Unger's Bible Dictionary: Titus



TITUS. An epistle of Paul written to his trusted companion Titus, who had been left as superintendent of the churches on the island of Crete. Like the first epistle to Timothy, this letter had as its purpose to give the young pastor instructions to aid him in his work.


Occasion and Date. Paul was led to pen this epistle because of the condition of Christian work on the island of Crete, the need of Titus for help, and the fact that Zenas and Apollos were going to the island. The apostle himself had begun to organize the work in this field but had to leave before the task was finished. The entrance of false teaching in the form of legalism necessitated a strong stand for the truth. In his task Titus needed clear instruction as well as encouragement. When Zenas and Apollos planned a journey through Crete, Paul sent Titus this letter to help and encourage him (Titus 3:13). The thought and style of this epistle resemble 1 Timothy more than 2 Timothy. The date of its composition was, therefore, around A.D. 65 AD.
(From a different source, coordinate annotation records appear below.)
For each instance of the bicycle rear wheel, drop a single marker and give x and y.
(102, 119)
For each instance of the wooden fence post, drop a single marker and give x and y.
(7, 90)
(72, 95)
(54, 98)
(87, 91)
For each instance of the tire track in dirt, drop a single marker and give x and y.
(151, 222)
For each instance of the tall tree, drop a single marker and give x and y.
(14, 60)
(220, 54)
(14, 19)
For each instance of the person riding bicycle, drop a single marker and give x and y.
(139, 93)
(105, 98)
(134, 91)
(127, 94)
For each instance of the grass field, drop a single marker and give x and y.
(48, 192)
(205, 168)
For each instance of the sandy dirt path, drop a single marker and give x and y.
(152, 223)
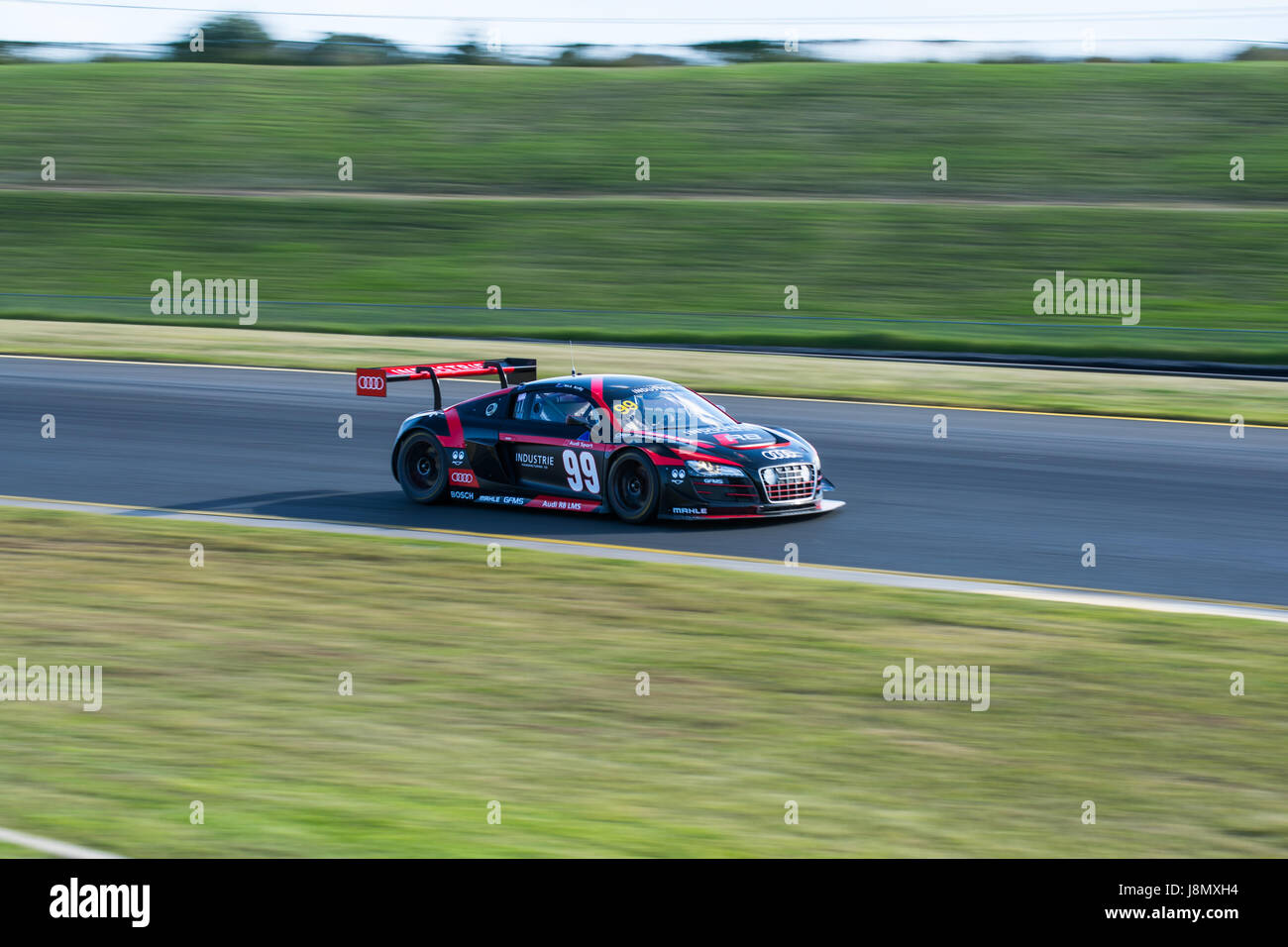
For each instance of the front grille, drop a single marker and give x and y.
(791, 482)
Purpose. (1) After an extended greeting, Titus 1:1-4, Paul urges Titus to complete the organization of the work in Crete, 1:5. (2) Paul reviews the requirements of elders, 1:6-9. (3) He urges a strong position against false teachers, 1:10-16. (4) He gives instruction concerning the various classes in home relations, 2:1-10. (5) He elucidates how a holy and godly life is made possible, 2:11-15. (6) He enjoins good citizenship, 3:1-2. (7) He reviews the reasons for godly living, 3:3-8. (8) He issues a warning against false teaching, 3:9-11. (9) He outlines his future plans, 3:12-14. (10) He dispatches greetings, 3:15.